With this in mind, China is in many ways still is the empire it has always been, encompassing a vast and varied geography, many distinct races and cultures, and ruled by a comparitively tiny elite in Beijing. Westad argues that its political structure is unlikely to remain as it is.

China may slowly follow a path similar to Korea, Singapore, Japan and Taiwan, with government led economic growth followed by an increasingly participatory political system. Or China's hyperspeed industrial revolution may stall out with aging demography into a middle income trap.

Just as cold-war era Eastern Europeans could see the better material conditions in the west, mainland Chinese are increasingly aware of the prosperity in Taiwan, Korea, Hong Kong, creating intense pressure on the regime to deliver equally a high standards of living.

China does not want to destroy the US-led global economic system under which it has done so well and has no desire to end up like the Soviet Union. This makes cold war between US and China less likely. The Chinese doctrine of non-interference is a defensive posture focused on securing China's gains of the last 50 years and sustaining the flow resources necessary for economic growth.

Speaking on his book, Westad says, "What China wants at the moment is not to change the international system. It simply wants more for China within that system."

"China's focus is on its role as a regional power." China's foreign policy is immature, shaped by China's troubled recent history, alternating between a lingering sense of victimization and a temperamental nationalism. "The Chinese belief, held by every Chinese that I know, that China has been treated very unjustly over the past century, that China has been victimized."

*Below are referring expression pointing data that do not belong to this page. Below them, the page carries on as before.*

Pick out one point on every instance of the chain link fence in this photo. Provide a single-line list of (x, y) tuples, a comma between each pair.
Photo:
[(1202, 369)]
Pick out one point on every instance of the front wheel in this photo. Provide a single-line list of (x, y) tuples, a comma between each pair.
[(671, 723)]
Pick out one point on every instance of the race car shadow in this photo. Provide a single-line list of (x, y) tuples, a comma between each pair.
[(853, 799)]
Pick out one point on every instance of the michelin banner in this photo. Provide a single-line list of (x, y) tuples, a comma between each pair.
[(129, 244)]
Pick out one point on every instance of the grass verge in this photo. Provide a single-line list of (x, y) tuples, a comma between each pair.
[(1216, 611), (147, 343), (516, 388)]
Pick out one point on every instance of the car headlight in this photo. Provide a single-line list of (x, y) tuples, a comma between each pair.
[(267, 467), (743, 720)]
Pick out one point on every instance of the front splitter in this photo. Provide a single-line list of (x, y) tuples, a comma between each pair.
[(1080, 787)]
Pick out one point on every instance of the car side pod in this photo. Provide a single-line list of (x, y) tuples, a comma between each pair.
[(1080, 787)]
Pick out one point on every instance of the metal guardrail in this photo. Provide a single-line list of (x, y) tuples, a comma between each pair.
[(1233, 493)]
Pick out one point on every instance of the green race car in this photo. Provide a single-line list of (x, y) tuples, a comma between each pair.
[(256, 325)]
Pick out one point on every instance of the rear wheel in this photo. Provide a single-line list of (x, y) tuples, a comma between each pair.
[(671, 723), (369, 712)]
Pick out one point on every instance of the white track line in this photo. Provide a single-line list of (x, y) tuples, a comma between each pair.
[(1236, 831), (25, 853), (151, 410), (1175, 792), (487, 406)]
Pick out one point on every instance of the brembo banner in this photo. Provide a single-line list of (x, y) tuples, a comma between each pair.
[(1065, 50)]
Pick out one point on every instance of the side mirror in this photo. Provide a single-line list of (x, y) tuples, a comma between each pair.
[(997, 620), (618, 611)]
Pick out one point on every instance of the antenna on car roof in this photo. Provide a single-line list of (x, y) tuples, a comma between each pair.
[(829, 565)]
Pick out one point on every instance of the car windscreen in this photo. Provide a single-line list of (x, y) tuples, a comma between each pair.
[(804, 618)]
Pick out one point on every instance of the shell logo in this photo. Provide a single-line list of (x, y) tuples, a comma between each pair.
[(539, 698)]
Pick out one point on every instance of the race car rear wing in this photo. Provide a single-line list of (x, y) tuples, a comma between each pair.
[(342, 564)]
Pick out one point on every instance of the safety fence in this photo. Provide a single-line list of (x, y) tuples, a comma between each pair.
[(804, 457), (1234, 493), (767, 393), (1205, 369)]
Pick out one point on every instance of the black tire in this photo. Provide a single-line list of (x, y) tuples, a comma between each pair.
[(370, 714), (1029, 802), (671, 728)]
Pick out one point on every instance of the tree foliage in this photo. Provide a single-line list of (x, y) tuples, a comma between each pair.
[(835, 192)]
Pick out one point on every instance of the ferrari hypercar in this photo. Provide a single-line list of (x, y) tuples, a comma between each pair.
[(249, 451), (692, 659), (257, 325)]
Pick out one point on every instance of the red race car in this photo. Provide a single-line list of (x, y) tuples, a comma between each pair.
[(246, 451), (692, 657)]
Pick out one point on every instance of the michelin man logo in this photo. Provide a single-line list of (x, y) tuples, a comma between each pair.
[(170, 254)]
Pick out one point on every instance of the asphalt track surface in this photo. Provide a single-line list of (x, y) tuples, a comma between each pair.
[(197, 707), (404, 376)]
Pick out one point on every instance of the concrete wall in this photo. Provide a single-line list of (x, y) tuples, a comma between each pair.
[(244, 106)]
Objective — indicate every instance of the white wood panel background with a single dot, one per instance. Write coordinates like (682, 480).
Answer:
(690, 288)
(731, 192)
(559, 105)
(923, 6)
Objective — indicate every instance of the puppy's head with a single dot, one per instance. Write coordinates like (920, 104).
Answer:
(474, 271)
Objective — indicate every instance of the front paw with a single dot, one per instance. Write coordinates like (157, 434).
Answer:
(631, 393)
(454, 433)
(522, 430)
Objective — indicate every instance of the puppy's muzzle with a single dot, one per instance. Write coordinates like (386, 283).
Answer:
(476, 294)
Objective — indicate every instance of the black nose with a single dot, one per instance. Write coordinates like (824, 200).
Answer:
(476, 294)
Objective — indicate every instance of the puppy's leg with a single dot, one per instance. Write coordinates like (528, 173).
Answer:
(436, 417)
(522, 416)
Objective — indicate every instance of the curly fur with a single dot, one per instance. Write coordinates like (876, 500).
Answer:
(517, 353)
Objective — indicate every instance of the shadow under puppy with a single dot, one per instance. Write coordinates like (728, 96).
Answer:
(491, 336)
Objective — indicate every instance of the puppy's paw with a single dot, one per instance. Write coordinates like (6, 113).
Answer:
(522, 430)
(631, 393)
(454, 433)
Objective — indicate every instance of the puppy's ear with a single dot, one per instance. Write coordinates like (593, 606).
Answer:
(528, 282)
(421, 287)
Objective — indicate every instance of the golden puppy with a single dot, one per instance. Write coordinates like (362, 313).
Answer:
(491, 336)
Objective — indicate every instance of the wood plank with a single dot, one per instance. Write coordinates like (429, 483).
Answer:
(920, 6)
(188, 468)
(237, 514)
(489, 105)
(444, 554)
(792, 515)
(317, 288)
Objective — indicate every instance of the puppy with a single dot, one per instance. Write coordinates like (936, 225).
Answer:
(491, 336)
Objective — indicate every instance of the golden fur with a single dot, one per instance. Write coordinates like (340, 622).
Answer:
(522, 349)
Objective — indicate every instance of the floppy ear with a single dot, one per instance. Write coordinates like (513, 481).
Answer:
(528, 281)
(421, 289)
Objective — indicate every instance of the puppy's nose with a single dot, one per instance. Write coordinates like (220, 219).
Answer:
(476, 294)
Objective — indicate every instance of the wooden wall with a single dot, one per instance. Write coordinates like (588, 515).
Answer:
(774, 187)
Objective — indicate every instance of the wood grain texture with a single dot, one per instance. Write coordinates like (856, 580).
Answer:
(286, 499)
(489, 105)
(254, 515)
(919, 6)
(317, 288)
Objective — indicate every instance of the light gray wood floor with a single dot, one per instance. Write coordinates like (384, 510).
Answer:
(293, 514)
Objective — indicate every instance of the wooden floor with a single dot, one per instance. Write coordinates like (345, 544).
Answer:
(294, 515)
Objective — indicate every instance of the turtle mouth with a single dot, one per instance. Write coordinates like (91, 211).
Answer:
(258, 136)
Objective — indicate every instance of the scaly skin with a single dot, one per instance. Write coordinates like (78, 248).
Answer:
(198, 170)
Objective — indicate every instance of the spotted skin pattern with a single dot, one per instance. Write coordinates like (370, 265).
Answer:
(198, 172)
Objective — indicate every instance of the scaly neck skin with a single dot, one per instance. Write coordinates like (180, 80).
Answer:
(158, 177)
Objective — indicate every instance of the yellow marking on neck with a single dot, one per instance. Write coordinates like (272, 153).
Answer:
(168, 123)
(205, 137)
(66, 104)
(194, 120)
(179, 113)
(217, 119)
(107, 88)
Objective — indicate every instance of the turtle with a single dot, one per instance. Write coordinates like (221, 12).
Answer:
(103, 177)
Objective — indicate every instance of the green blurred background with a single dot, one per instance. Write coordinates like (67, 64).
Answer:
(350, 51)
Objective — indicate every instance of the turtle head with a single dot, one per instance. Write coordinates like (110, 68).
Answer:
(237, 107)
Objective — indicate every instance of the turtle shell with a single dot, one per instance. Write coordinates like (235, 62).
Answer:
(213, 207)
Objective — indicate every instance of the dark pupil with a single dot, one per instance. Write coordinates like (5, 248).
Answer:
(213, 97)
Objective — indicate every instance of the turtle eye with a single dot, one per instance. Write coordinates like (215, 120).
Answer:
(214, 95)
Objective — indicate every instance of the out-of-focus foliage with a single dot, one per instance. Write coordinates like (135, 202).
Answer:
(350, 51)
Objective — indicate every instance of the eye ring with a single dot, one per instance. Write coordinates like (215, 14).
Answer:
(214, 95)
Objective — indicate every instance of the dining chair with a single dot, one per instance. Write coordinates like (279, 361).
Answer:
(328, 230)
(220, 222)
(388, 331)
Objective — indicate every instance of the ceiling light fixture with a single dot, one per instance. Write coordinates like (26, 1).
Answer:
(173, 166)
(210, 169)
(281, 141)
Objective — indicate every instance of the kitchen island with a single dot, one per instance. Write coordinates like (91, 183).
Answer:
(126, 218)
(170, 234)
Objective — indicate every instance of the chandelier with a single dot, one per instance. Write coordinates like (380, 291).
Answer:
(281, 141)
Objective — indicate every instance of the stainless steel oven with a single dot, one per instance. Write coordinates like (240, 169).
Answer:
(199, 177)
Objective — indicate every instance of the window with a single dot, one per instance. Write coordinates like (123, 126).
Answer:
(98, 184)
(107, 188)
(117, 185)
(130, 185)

Risk is concentrated in several potential flash points:

  • North Korea, Taiwan, the South China Sea
  • Xinjiang and Tibet
  • Border conflicts with India
  • problematic allies like North Korea and Pakistan

China is not in a "revolutionary situation", as long as the economy continues to work well. But, "Those who think that China will remain the way it is today for a very long period of time are certainly almost entirely wrong."